In the Somatic Mutation and Recombination Test (SMART) in Drosophila melanogaster three commercial mouthwash products containing 6%, 9% and 16.8% ethanol were tested. Ethanol produced significant increases in total spot frequency in flies with normal bioactivation capacity exposed to 12.5% (and above), and in flies with increased biotransformation capacity exposed to 8.4% (and above). Mouthwash products containing 6 and 9% ethanol failed to show genotoxicity in this assay. Results from marker-heterozygous and balancer-heterozygous flies exposed to a mouthwash product containing 16.8% ethanol suggested that the genotoxicity was due to mitotic recombination (Rodrigues et al., 2007).

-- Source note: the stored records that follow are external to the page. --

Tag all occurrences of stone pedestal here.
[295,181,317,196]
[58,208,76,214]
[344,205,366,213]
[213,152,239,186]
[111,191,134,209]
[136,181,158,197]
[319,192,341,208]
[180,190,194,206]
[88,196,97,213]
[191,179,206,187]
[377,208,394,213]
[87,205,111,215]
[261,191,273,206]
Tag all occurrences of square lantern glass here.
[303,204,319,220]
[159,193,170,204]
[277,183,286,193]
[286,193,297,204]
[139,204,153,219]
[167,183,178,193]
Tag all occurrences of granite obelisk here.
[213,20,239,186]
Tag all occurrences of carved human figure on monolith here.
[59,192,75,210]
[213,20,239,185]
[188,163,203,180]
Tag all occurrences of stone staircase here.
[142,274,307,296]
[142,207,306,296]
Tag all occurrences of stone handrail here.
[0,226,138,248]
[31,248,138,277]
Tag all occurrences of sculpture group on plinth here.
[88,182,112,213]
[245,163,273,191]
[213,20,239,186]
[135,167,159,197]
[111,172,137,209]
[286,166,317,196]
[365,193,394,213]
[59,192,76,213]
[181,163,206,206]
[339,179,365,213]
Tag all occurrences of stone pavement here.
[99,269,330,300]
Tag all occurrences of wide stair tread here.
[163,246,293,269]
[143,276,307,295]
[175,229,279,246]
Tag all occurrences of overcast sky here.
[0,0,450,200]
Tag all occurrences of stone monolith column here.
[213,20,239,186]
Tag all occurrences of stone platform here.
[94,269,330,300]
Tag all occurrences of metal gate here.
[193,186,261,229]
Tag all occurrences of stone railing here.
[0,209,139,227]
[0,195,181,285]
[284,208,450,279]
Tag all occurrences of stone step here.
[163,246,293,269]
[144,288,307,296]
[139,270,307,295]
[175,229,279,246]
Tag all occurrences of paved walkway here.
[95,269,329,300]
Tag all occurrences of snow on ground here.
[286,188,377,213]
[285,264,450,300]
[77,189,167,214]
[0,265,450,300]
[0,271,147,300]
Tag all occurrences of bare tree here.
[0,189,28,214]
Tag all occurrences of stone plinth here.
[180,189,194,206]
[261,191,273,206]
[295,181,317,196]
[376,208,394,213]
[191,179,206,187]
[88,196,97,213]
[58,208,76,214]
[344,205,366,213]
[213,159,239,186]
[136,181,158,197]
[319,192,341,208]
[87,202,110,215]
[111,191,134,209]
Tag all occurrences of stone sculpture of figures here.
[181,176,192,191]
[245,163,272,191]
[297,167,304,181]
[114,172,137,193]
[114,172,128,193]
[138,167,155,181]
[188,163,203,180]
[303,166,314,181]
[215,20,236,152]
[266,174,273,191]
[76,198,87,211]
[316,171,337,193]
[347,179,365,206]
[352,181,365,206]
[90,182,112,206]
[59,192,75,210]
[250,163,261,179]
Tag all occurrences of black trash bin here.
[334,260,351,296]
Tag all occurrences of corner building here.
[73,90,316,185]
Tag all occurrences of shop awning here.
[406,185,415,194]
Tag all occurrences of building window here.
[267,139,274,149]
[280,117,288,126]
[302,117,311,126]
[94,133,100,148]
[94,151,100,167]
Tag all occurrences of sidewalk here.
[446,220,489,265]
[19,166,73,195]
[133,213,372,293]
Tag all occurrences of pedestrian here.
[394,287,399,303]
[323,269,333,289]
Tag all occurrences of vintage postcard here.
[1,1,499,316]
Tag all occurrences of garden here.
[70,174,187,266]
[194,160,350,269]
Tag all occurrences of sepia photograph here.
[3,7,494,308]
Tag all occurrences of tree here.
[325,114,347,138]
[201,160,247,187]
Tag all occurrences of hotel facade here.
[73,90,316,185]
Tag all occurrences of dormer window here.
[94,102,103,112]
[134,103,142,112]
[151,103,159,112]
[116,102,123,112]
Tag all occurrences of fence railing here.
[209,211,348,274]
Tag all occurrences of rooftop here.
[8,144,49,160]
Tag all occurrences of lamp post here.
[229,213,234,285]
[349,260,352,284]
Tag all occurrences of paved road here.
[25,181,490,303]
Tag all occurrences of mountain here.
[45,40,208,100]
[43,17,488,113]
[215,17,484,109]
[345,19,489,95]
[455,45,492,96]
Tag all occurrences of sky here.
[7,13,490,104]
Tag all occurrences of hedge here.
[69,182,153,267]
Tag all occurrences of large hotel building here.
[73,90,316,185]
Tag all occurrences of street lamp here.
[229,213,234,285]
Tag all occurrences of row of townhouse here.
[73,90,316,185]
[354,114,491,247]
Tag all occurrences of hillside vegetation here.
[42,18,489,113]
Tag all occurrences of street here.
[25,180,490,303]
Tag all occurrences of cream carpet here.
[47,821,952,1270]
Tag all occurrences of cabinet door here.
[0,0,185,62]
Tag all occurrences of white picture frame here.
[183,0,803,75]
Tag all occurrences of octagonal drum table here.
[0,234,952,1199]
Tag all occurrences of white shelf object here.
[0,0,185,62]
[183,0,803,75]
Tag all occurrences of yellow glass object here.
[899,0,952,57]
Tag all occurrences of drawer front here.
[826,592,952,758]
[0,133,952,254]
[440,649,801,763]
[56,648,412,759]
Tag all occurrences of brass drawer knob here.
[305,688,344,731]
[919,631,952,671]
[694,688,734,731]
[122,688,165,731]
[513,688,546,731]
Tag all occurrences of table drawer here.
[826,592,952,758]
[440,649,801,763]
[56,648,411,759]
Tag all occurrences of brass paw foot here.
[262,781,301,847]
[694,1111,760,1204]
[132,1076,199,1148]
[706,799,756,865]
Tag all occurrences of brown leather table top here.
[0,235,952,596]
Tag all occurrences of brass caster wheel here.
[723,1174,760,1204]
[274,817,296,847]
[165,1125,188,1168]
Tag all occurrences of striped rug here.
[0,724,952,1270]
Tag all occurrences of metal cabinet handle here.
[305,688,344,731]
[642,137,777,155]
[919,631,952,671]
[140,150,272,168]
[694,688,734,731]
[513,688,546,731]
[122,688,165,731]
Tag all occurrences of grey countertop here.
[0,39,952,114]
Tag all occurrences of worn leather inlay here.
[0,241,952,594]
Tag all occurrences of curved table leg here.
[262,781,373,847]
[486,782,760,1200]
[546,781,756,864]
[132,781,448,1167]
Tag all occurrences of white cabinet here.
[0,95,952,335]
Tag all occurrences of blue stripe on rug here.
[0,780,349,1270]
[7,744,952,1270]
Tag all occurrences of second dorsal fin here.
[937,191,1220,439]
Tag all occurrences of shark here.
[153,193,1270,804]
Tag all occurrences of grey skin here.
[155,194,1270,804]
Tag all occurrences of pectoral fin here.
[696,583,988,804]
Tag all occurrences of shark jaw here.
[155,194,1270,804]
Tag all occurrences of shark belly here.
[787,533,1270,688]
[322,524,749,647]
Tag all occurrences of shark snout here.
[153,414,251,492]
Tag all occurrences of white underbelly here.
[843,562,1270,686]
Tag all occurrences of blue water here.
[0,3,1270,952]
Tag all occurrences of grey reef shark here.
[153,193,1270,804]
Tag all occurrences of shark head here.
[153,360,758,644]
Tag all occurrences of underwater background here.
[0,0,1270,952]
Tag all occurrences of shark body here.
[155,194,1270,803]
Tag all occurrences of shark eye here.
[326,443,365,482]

The majority of the available studies are limited due to for example inadequate numbers of animals or the methods used to score or evaluate the incidence of early or late fetal deaths (in most cases, no distinction is made between early and late deaths). In addition, in most cases, interpretation is also compromised by the general toxic effects that were induced by the very high applied doses, which are well in excess of guideline recommendations, occupational and consumer use.

For the assessment of sodium ethaolate, it has to be considered that due to the caustic properties, secondary exposure to ethanol is considered to be low so that toxicity from ethanol will not occur.

Short description of key information:
Bacterial reversion mutation (Ames, S tymphimurium, strains TA97, TA98, TA100, TA104, TA1535, TA1537, TA1538): 7 negative assays, one of them includes multiple studies.
Bacterial reversion mutation (E Coli, non standard assays): one positive at cytotoxic concentrations, one negative.
Cytogenetic: 3 negative studies, not all stuies were performed with metabolic activation.
Mammalian cell gene mutation: 4 negative studies, with and without metabolic activation (not all studies use all combinations).

Endpoint Conclusion:

Justification for classification or non-classification

Due to the overall results obtained in in vitro- and in vivo-studies from ethanol, no classification is proposed.